Eu dei um jeito de escrever um capítulo de livro para a minha amiga Ana. Sou muito grata pela parceria dela e por ela ter me convidado. O assunto fala alto no peito e parece que me chama.
Agradeço também porque fui envolvida muito rapidamente no voluntariado para ajudar os asylum seekers que chegam em Brunswick a se adaptar. E a Deusa me mandou uma numerosa família angolana para que eu seja a helper. Uma família amorosa e alegre que passou por maus bocados para chegar até aqui.
Eu tive vários nãos de trabalho e tive a oportunidade de domar meu desespero diversas vezes. Muitas. Mas também tive ajuda de amigas como a Fer, para entender como meditar ou respirar em tempos tão complicados. Fomos para Bar Harbor algumas vezes para encaixotar a nossa vida. Sou agradecida por ter feito uma limpa nas coisas antes de vir para cá, mas ao mesmo tempo eu entendo que precisamos diminuir mais.
Greg teve o opening do estúdio dele. Veio gente que nunca vimos antes.
A gente se acostumou nesse primeiro mês no quarto alugado. Adaptamos nossa vida por aqui com os dois roommates, Bo e Ojo. Pandora também está se acostumando, mas ainda fica de cara que não tem a casa toda para ela...

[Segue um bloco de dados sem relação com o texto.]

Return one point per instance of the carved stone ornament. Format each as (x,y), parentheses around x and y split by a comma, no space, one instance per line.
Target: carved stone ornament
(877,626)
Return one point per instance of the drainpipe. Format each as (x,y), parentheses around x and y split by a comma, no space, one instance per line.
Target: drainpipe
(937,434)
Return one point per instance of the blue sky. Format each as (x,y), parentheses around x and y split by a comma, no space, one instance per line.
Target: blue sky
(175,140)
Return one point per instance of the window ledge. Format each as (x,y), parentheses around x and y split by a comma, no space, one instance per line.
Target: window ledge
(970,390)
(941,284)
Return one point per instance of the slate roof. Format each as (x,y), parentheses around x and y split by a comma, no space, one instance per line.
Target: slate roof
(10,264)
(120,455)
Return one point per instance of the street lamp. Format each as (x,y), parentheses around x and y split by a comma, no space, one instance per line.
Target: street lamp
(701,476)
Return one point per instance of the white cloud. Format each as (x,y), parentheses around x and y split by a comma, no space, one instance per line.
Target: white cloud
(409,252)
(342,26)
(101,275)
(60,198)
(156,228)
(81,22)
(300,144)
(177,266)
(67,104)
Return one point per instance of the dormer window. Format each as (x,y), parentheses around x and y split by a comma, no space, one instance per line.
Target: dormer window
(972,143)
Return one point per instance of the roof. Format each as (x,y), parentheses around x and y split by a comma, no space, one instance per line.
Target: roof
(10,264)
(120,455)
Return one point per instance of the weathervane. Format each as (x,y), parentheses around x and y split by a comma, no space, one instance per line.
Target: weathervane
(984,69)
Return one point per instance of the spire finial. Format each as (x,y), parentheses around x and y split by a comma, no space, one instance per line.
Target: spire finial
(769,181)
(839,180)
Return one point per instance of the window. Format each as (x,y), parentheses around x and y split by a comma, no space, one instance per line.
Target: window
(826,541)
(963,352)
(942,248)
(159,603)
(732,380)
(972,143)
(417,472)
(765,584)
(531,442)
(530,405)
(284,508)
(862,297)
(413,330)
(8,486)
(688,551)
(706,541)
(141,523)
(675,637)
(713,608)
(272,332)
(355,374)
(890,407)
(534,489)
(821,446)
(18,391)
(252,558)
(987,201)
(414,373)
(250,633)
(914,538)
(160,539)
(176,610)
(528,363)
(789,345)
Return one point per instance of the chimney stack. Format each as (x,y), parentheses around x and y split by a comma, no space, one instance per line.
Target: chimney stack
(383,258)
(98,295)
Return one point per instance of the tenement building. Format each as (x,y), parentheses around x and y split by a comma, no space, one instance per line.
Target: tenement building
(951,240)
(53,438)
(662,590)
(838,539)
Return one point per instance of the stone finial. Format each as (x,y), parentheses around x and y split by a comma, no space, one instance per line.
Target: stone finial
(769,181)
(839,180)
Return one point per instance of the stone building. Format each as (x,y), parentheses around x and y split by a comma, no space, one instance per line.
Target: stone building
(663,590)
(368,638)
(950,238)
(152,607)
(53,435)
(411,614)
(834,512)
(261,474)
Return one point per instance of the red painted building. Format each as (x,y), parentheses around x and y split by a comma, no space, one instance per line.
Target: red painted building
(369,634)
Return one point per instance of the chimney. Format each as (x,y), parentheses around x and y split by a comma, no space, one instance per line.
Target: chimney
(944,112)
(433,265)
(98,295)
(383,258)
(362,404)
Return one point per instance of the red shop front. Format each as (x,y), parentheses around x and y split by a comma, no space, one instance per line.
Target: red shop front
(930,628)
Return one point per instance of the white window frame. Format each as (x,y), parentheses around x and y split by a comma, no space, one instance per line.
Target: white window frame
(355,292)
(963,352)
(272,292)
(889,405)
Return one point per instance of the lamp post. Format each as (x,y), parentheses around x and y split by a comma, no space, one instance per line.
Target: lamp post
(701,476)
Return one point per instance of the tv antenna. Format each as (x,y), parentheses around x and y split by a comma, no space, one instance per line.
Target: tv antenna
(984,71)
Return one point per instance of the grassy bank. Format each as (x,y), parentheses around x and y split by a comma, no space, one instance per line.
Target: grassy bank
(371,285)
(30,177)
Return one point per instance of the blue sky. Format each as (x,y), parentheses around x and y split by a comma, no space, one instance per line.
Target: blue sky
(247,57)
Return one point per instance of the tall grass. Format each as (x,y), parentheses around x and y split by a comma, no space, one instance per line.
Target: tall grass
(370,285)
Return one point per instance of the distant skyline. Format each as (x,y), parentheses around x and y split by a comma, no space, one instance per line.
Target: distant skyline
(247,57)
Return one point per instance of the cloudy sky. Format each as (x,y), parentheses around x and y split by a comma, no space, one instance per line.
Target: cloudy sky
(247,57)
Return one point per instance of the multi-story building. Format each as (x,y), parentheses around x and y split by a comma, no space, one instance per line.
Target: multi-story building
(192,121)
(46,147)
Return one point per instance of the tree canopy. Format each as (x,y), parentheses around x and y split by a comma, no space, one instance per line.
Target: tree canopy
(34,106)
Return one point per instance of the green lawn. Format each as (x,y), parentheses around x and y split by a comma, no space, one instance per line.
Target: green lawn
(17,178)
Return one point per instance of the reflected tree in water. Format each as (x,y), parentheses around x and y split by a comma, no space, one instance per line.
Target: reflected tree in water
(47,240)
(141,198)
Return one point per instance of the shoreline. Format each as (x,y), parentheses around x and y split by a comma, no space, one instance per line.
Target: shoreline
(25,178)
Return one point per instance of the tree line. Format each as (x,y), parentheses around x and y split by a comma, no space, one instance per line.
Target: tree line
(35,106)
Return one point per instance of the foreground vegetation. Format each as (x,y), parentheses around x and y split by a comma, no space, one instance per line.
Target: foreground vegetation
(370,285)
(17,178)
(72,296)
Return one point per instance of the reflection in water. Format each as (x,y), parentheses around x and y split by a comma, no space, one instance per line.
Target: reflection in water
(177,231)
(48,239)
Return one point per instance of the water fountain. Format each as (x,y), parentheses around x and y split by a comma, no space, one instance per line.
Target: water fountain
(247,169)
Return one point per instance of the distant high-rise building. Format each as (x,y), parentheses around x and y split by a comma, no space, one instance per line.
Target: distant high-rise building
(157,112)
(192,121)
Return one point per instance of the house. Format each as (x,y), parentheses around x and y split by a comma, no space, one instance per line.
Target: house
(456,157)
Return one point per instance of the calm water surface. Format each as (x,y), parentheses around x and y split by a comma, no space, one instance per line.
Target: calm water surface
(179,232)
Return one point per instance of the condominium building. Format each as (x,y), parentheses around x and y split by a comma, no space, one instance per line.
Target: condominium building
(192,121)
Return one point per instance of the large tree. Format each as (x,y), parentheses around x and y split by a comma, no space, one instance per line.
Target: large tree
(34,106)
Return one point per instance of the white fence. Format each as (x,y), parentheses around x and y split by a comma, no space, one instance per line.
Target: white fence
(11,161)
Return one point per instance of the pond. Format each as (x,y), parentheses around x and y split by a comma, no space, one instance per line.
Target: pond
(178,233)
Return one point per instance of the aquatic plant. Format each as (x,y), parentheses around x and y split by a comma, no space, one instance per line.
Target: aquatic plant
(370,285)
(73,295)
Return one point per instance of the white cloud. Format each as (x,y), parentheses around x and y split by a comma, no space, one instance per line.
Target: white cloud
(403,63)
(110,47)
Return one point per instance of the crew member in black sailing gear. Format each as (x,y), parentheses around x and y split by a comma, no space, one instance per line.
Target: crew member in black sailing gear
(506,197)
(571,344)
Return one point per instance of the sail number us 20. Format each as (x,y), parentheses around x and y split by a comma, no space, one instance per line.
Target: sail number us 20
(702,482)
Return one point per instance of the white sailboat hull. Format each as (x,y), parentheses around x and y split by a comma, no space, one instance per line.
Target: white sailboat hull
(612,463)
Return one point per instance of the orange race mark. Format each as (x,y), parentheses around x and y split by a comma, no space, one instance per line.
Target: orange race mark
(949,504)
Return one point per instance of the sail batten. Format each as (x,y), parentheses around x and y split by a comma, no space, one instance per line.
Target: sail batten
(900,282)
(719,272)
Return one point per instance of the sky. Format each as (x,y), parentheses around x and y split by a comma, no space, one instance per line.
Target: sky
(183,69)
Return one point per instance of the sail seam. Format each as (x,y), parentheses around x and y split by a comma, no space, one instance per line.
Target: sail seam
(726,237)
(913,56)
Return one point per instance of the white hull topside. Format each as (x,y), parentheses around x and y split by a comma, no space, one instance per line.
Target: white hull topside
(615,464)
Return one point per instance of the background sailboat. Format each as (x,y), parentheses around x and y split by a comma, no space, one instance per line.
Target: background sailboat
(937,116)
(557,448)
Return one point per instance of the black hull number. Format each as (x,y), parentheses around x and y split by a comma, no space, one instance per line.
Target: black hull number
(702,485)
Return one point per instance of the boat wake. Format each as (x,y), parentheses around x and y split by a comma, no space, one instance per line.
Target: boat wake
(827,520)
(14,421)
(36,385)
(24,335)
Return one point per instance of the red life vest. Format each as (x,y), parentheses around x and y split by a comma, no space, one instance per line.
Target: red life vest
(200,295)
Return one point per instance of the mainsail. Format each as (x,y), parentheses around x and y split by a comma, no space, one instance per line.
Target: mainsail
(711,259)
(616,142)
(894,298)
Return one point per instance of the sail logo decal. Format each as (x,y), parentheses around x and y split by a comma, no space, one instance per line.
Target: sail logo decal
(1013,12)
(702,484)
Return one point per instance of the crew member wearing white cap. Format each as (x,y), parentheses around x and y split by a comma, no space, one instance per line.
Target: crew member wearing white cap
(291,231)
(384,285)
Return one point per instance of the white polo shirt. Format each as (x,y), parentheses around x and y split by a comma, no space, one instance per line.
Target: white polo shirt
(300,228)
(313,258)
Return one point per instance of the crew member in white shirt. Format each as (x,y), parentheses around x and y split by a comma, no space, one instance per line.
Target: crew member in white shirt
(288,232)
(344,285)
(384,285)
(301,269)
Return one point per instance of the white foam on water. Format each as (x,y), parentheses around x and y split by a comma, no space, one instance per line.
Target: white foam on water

Eu comecei um curso de critical reading and writing para melhorar o inglês.

Fevereiro 2020
O mês virou com uma mudança simbólica: trouxemos todas as coisas de Bar Harbor para um storage room em Brunswick. Fomos ajudados por um time de amigos fabuloso (Frank, Gary, Mike, Arojit, Ann). E é como o Cori, amigo do Greg disse: que façamos isso de novo, logo. O que significa que temos que encontrar uma casa para nós rapidinho.
Fevereiro também foi o mês que comecei a trabalhar num escritório de advocacia fazendo os processos para subrogação de seguros. Não foi algo fantástico, duas telas de computador, muitas informações para procurar e acidentes de carros de locadoras para averiguar. Mais de 30 pessoas trabalham lá em silêncio, com a cara virada para a tela de computador, a parede ou uma divisória. Nada muito estimulante, mas eu pensei em tudo que poderia aprender. A parte boa é que o escritório é no Moinho onde Greg tem o estúdio, então eu ia trabalhar caminhando mesmo. Também comecei a fazer yoga depois do trabalho no mesmo moinho. Tudo muito conveniente. Só precisamos encontrar a nossa casa. Greg também começou a trabalhar num restaurante. Então agradeço. Parece que havia um respiro.
time da mudança

entrega das chaves

storage room

storage room
Em Fevereiro também fomos explorar as redondezas da nossa nova cidade e visitamos a Popham Beach. Uma praia de verdade, com areia e tudo e parece-me que é um point no verão. Mas a temperatura quando fomos não estava das mais agradáveis: -10 C. Mesmo assim, a paisagem é de uma lindeza só. Agradeço!
Popham Beach

Gelo de espuma de mar

Uma concha congelada

Um forte perdido no meio do gelo.




Março 2020

Eu poderia pular esse mês. E dizer que ele nunca existiu. Porque agora que eu estou registrando os agradecimentos cotidianos, inevitavelmente os impasses, dificuldades e desafios vêem à tona. Porque agradecimento se refere a dar graças, logo, por algo que é real. E março pode ser colocado com um dos piores meses da minha vida toda. O mais engraçado é que não tem razão alguma externa. Ele foi um mês horrendo, porque eu estava fora de mim. Ou como diz minha gurua, eu estava longe do meu coração. Assim, o trabalho que eu encontrei era detestável (só o trabalho, as pessoas eram formidáveis), a gente foi ver mais de 20 casas, fizemos proposta para comprar algumas e fomos negados. Achamos a casa que os dois amaram, e alguém fez uma proposta antes. Então esse mês me ensinou sobre perdas, sobre a idiotice que é insistir em algo sem ver os sinais dos tempos. E aí veio a quarentena. Eu trouxe o computador para casa e perdi o que mais gostava do trabalho horrendo: os colegas. Marido tb foi suspenso do restaurante. Discutimos muito, semanalmente. Eu fiquei amarga.  Até a hora que decidi largar o controle. Até a hora que decidi que não ia mais brigar para o que eu queria acontecesse. E aprendi sobre resiliência, sobre se curvar e voltar à posição anterior. Essa propriedade de resistir com flexibilidade. Por isso, agradeço, muito. Agradeço tb por termos um lugar para fazer a quarentena, por ter acesso a comida e algumas reservas que não nos deixaram desesperados.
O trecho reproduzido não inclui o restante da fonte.